Ce lundi 30 juin, un collectif de riverains de Boujan-sur-Libron a mené une action devant la mairie pour protester contre la poursuite du projet de la Zac de la Plaine, située à quelques centaines de mètres du fleuve Libron. Muni de pancartes, le groupe a dénoncé un projet qu'il juge dangereux en raison des risques d'inondation. Les slogans « Stop à Boujan sous Libron », « Terrains déjà inondés » ou encore « Du raisin oui du béton non » ont été brandis pour critiquer ce projet vieux d'une douzaine d'années.
Un projet contesté sur près de trois hectares
Le conseil municipal venait d'adopter le rapport et le bilan de la concertation ainsi que le choix de l'aménageur, la société Angelotti, proposée par la commission consultative. La Zac (zone d'aménagement concerté) s'étend sur près de trois hectares d'actuelles parcelles agricoles.

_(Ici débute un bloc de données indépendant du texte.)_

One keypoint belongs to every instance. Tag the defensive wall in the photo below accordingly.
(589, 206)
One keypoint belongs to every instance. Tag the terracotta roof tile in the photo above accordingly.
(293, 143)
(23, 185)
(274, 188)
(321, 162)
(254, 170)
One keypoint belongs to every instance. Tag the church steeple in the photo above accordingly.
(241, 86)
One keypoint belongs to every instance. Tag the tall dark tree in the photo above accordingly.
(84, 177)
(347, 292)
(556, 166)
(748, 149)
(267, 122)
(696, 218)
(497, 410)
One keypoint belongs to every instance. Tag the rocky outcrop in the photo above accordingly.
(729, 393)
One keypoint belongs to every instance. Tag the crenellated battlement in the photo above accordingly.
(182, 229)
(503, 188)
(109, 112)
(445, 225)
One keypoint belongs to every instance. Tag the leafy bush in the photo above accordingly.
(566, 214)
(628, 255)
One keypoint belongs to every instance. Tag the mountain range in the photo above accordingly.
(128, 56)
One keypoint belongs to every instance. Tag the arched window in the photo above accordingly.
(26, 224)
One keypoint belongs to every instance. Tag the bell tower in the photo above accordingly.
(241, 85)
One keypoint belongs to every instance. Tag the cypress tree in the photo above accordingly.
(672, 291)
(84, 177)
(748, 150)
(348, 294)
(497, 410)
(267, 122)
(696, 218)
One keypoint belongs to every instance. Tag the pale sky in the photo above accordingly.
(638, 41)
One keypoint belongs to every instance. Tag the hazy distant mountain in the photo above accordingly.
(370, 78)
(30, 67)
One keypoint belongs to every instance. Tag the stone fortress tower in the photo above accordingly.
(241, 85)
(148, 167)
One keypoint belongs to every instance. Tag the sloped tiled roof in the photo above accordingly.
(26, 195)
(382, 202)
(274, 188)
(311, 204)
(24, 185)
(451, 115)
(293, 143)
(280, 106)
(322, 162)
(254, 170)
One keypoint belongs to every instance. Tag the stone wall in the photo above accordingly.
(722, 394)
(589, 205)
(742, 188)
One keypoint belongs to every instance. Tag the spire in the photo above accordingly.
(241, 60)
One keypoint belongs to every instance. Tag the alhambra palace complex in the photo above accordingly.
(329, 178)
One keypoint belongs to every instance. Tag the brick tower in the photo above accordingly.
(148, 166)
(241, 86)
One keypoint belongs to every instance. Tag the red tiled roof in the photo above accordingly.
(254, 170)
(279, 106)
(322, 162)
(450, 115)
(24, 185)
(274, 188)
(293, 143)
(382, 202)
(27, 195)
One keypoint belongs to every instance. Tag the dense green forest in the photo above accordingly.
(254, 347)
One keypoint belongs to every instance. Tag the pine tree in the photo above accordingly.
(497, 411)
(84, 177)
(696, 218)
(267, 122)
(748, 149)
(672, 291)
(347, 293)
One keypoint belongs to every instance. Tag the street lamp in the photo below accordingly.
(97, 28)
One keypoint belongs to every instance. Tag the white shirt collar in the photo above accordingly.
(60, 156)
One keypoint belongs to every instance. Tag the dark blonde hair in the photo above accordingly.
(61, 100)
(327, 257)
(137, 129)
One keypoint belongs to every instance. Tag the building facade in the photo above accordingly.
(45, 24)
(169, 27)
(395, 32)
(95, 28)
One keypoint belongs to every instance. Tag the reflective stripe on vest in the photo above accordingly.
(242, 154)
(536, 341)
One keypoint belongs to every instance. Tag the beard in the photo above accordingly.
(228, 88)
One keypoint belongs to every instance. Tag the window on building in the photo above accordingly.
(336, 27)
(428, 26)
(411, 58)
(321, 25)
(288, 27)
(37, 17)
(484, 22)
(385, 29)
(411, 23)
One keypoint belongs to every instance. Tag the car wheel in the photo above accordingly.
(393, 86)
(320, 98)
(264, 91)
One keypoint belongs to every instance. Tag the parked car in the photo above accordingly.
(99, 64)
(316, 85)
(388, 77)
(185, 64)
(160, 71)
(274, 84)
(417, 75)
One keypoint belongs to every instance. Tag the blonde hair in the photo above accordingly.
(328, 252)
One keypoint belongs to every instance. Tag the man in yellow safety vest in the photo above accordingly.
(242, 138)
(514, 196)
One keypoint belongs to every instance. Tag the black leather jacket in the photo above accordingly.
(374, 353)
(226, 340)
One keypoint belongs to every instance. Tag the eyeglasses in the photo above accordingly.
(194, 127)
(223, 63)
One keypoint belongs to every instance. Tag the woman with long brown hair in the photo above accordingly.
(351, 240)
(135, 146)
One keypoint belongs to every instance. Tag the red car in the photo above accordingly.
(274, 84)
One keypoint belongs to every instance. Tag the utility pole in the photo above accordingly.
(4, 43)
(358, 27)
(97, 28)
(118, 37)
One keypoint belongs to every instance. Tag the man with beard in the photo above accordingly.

Une centaine de logements y sont prévus, mêlant maisons individuelles, terrains constructibles et logements collectifs.
Les riverains estiment que « cette zone à urbaniser de la Zac n'est pas constructible et ne l'a jamais été. Elle a vocation à être submergée par le débordement des crues du Libron ». Ils dénoncent un projet immobilier incompatible avec la prévention des inondations et alertent sur les risques encourus par la future population.
Le maire défend la légalité du projet
De son côté, le maire de Boujan-sur-Libron, Gérard Abella, affirme que la commune a respecté toutes les règles en vigueur, notamment le Plan de prévention du risque inondation (PPRI). « Ce document a été très bien fait et il a parfaitement suivi le tracé des précédentes inondations, s'est-il défendu. Il y a une zone inondable et rien ne sera construit dessus, tout comme la zone de précaution. Sur cette zone de précaution résiduelle, ce sera construit, comme c'est autorisé. »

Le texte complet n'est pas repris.